OAKLAND (KPIX 5) — He’s helped hundreds of Oakland students go on to college, but this week’s Jefferson Award winner says most of the work happened outside of the classroom. Jeff Duncan-Andrade says the key to student success does not start with the academics. It starts with relationships.

When Jeff Duncan-Andrade is your teacher, you get a lot more than you bargained for.  Robert Bisquera Jr. gets texts and phone calls from him outside of class.

“His ability to reach out to students and care and meet them where they’re at is something I don’t see from most folks,” Bisquera said.

Duncan-Andrade lectures on educational equity at San Francisco State University, and all over the world. He instructs students like Bisquera on how to become effective educators serving low-income communities. He says students do their best when teachers show they care.

“Teaching and learning always boils down to one thing and one thing only, and that’s relationships,” he explained.

And he should know: he’s taught more than 20 years in the Oakland schools. He gravitates toward the kind of student he was himself:

“I was the kid with anger management problems,” he remembered. “I was the kid who couldn’t sit still.”

And he was the kid who got crushed, trying to tell one teacher exciting news: that UC Berkeley recruited him as an athlete.

“I tell him and he laughs in front of the whole class and says to the class, ‘He thinks HE can go to Berkeley. ‘”

So when Duncan-Andrade decided to teach, he wanted to become the kind of teacher he never had.

He became like a big brother and strict father to Dennis Thompson 20 years ago. Thompson said he didn’t care much about school until he ended up in Duncan-Andrade’s middle school English class. Jeff would check on his welfare, on and off campus.

“It was like, ‘Man, this teacher’s at my house!’ I knew at that time, all right, this guy’s not playing, he cares,” Thompson remembered.

Today, Thompson manages 140 employees at an Oakland business and volunteers in his community. He says he believed in himself because Duncan-Andrade did.

“He really gave his all. He wasn’t gonna give up on you,” Thompson said.

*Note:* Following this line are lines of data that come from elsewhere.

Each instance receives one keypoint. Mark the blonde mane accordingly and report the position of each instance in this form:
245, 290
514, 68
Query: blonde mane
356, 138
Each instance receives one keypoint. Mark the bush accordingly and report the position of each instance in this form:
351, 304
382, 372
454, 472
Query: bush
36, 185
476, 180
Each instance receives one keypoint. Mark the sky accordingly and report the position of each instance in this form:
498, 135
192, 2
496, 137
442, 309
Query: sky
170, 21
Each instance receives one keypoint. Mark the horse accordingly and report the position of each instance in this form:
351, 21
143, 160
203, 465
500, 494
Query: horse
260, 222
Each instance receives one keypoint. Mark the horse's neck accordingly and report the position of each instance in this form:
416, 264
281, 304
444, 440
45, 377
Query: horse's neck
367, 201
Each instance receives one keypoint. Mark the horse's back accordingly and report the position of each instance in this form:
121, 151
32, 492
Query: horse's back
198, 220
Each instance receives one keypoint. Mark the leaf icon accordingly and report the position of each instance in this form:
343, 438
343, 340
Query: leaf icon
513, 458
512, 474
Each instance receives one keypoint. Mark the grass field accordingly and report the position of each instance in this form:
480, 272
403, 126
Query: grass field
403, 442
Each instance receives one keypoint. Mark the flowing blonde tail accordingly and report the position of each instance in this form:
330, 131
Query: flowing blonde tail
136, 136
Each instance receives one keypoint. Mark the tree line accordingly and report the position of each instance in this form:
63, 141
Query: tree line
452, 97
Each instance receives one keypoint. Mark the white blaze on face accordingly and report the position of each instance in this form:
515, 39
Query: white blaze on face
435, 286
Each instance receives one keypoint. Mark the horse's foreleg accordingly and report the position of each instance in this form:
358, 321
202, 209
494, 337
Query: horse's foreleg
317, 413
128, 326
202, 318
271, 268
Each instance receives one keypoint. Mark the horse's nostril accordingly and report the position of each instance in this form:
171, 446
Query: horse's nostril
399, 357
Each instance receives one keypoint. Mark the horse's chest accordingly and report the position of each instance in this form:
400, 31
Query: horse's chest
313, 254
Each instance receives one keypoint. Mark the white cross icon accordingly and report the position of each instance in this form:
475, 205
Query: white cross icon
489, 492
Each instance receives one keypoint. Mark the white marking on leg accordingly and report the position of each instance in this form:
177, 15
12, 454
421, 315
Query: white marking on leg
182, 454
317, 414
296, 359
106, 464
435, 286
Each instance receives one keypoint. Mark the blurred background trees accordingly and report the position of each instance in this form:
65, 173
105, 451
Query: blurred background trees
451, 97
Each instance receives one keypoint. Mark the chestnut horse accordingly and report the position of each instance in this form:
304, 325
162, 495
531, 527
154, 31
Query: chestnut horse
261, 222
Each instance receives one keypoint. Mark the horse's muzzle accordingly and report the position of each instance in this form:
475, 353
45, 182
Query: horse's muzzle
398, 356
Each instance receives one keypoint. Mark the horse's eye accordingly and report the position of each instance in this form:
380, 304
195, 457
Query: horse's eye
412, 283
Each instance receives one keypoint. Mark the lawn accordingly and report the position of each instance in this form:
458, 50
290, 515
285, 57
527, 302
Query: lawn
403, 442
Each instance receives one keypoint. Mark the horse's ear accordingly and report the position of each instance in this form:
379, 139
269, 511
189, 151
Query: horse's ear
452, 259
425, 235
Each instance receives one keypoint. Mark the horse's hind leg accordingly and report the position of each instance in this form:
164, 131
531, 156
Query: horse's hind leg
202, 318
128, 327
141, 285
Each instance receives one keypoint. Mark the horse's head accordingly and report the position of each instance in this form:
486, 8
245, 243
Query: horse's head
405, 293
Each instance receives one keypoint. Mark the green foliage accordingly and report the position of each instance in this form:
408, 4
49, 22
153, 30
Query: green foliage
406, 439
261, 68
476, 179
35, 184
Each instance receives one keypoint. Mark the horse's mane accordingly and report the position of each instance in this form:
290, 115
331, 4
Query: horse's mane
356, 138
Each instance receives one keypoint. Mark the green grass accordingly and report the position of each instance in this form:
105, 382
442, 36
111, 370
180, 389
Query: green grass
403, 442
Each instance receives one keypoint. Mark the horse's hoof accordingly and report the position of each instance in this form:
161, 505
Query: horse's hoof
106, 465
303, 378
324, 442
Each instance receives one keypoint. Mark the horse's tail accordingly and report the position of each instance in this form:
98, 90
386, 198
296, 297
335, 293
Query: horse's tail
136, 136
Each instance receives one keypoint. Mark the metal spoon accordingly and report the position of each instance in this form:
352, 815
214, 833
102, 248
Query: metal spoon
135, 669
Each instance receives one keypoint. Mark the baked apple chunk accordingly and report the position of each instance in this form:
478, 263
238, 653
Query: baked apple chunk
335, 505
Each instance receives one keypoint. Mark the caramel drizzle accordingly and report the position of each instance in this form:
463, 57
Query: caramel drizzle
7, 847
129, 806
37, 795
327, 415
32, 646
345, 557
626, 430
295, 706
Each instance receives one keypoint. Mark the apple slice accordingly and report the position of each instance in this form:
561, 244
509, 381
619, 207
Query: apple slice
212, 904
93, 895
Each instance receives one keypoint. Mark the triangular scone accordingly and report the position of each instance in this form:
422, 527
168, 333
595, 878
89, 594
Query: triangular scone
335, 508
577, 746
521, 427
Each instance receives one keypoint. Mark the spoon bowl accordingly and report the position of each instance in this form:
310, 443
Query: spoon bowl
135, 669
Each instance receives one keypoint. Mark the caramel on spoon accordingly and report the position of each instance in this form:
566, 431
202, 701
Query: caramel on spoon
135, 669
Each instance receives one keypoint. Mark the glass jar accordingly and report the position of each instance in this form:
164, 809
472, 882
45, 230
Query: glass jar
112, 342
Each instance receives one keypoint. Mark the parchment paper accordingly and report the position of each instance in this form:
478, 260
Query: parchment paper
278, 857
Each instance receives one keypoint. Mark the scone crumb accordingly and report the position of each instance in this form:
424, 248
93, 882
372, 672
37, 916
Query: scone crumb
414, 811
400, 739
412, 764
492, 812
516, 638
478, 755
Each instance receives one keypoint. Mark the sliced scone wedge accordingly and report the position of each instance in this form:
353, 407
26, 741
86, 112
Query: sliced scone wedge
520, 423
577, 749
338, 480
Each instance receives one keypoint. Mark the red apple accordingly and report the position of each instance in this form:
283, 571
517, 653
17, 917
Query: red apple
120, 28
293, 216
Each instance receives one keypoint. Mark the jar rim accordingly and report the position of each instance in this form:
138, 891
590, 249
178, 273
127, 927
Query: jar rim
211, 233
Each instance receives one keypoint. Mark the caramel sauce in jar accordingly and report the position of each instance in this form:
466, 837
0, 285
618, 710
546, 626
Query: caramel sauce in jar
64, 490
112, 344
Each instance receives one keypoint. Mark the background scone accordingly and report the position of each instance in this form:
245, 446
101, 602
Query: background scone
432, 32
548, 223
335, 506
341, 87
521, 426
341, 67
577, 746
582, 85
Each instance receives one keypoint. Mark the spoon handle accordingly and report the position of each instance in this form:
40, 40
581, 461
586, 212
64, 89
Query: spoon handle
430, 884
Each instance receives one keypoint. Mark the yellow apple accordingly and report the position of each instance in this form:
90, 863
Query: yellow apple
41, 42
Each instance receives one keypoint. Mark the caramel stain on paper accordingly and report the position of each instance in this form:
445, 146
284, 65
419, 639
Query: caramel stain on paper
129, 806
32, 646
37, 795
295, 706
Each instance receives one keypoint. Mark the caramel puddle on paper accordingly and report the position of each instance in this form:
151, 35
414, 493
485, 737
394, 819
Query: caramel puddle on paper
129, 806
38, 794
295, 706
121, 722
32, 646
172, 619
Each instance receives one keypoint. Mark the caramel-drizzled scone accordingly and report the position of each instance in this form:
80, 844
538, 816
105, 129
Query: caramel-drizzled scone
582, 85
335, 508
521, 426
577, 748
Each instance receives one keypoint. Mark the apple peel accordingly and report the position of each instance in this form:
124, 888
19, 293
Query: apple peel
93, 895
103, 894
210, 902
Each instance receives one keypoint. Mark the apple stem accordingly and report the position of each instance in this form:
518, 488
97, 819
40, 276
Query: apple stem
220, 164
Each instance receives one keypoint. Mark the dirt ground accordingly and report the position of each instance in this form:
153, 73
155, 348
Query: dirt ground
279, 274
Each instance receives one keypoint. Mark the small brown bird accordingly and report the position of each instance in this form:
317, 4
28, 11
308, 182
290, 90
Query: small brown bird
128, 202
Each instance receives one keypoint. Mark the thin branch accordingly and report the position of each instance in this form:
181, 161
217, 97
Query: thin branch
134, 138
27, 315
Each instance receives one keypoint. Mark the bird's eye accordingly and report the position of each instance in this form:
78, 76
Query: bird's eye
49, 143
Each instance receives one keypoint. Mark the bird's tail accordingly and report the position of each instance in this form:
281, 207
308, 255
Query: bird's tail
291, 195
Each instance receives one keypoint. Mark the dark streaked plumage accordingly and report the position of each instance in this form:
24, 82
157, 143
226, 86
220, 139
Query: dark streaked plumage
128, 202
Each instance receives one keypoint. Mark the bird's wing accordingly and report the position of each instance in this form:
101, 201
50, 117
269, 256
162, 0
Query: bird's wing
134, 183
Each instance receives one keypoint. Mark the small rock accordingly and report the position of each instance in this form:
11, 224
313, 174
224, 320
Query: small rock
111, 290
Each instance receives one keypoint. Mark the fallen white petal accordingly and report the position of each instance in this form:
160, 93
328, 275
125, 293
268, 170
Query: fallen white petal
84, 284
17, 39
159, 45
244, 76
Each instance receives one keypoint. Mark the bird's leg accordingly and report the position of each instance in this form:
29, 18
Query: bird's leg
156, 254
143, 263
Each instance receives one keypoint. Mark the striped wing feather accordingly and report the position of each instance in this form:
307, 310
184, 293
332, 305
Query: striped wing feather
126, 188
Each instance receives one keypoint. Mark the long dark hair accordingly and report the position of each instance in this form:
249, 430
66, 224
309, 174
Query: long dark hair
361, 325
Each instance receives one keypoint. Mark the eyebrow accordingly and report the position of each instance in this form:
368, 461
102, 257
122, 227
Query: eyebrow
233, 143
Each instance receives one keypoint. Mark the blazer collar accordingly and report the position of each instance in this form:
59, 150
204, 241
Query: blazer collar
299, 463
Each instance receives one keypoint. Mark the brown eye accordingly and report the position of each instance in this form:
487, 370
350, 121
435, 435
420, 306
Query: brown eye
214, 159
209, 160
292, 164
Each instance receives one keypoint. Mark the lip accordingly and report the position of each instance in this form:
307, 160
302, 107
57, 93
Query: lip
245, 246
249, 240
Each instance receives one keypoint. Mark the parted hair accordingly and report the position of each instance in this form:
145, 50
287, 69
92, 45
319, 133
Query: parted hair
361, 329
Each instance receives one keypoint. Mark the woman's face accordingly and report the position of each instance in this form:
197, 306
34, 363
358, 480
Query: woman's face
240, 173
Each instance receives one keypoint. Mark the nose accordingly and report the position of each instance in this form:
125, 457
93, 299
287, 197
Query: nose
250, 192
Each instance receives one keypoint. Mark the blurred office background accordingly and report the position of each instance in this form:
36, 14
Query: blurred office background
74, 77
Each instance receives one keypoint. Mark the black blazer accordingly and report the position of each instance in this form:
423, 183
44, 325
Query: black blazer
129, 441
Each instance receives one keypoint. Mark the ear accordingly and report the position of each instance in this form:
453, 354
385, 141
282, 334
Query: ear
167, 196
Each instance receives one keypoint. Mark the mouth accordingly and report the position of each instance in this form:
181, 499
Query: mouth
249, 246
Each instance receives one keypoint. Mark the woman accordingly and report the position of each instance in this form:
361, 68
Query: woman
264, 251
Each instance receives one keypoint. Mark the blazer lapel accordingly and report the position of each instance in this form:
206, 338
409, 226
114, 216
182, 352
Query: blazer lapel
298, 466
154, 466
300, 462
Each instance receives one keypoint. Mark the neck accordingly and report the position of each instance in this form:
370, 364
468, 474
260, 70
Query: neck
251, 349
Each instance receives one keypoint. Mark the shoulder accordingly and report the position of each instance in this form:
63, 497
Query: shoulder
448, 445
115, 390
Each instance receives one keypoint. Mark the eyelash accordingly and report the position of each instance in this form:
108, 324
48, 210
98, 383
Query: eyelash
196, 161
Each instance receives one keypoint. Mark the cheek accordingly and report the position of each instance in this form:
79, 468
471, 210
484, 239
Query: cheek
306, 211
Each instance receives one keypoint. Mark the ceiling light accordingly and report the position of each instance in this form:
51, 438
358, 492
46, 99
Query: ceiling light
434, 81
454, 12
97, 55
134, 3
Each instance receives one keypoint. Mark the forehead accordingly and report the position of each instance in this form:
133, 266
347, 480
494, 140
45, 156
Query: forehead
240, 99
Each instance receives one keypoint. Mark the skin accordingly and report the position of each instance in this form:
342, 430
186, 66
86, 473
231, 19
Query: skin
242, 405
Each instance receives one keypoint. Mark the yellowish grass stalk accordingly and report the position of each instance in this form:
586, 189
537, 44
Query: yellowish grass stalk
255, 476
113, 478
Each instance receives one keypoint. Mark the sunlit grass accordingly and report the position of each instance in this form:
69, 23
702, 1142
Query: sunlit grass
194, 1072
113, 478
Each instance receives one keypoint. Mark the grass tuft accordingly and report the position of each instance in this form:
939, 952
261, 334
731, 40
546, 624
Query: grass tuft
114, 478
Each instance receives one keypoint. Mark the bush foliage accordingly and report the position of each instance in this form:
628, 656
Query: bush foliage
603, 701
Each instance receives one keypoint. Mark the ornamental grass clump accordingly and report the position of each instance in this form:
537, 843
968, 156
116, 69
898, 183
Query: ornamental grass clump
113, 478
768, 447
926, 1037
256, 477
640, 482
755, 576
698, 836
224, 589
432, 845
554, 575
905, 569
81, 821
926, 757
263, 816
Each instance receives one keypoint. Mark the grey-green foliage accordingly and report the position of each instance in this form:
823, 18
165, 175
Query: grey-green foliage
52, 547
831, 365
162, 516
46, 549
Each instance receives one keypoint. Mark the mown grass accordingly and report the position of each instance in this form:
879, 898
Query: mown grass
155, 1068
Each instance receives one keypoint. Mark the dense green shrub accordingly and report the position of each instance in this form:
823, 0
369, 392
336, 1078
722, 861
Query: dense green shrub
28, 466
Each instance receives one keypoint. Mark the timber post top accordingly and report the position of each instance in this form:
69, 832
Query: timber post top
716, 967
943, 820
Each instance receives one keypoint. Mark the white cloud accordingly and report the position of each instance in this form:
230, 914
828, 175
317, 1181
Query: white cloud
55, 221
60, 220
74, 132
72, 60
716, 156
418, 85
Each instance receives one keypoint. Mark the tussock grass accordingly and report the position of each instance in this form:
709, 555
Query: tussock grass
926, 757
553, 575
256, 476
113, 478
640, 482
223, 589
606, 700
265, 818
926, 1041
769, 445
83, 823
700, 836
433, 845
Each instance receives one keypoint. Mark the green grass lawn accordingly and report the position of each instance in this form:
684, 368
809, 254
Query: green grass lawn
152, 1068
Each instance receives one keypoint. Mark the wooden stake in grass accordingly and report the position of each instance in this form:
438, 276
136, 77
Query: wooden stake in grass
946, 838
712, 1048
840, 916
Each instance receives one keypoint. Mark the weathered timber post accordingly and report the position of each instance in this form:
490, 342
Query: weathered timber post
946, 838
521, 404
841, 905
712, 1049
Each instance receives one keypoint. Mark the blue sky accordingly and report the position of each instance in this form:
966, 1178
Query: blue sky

He’s not giving up on future generations either. He’s planning a new kindergarten-through-8th-grade charter school in East Oakland, called Roses in Concrete, that’s scheduled to open in a year. It comes from a community-based group he co-founded, iSeed, that works toward solving the community’s most critical problems.

“What I love is the opportunity to engage in deep meaningful relationships with kids and families and watching them pursue their dream,” Duncan-Andrade said.

So for investing in the lives of his students and equipping a new generation of teachers, this week’s Jefferson Award in the Bay Area goes to Jeff Duncan-Andrade.